April 11, 2007

Real Fantasy: Barbra Nightingale @ BCC

Florida writer Barbra NightingaleBarbra Nightingale writes real fantasy and last week Wednesday at Broward Community College, South Campus, she demonstrated this talent when she read from her prize winning collection, Singing in the Key of L and her manuscript, "The Ex-Husband Files."


Many of the poems in the manuscript display an almost macabre sense of humor because they describe the traumatic events of the poet's life that resulted from her ex-husband's suicide and her discovery of his body nine days later. The poems, eighteen sonnets of rage, despair, loneliness and humor with rich imagery of the body as a landscape of passion and betrayal, are a tour-de-force. In every poem, Barbra shifts the perspective on everyday objects that surround our lives, cats, books, can openers, and hammers, and transforms them into metaphors of our deepest despair or hopes.


And there is always her playful humor. For even when she's vamping on the D(ead) W(hite) M(en) of the canon, "A thing of beauty is a boy forever," her sense of the fantastic hovers over every line so that the real becomes woven into dream, into fairy tale, myth, and re-enters the body as poetry that is grounded in the body, "an ear lobe, toe, small tender ankle" ("Making Love to a Cannibal").


During the reading, which she described as "cathartic," Barbra read one of her best known and favorite poems of the audience:



The Cape Was Never White

Little Red Riding Hood


First of all, I was not skipping.

I never skip, but yes, I was eating

strawberries: red, ripe, delicious.

I had heard rumors

that girls who ate them

would never want for men.

I was after the woodcutter

not the wolf, but the wolf

was quicker, sly, and intense.

I hadn't meant to enjoy it--

but being swallowed whole

was a definite kick

no man could ever give.



For more photos of the reading, click here: Barbra Nightingale @ BCC, April 4, 2007.


Barbra Nightingale has had over 200 poems published in various national and online journals such as Tigertail, The Best of Tigertail, MiPo, Ocho, The Appalachee Review, Kansas Quarterly, Barrow Street, The Chatahoochee Review, Mississippi Review, MacGuffin, Many Mountains Moving, Kalliope, Calyx, and others.
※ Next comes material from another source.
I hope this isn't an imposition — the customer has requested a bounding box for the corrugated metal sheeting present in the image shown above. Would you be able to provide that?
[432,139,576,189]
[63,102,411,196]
She has five published books, including the Prize-winning Singing in the Key of L.

***

On Thursday, April 12, 2007, "In My Own Words: Frances Anne-Solomon."


Frances-Anne Solomon is an award-winning filmmaker, writer and producer whose credits include Lord Have Mercy!, Peggy Su!, What My Mother Told Me and Bideshi. She is the president and artistic director of the two companies she founded, Leda Serene Films and CaribbeanTales, and has also worked as a radio film and television drama producer for the BBC. Her new film, A Winter Tale, will open the Reel World Film Festival in Toronto on April 11th.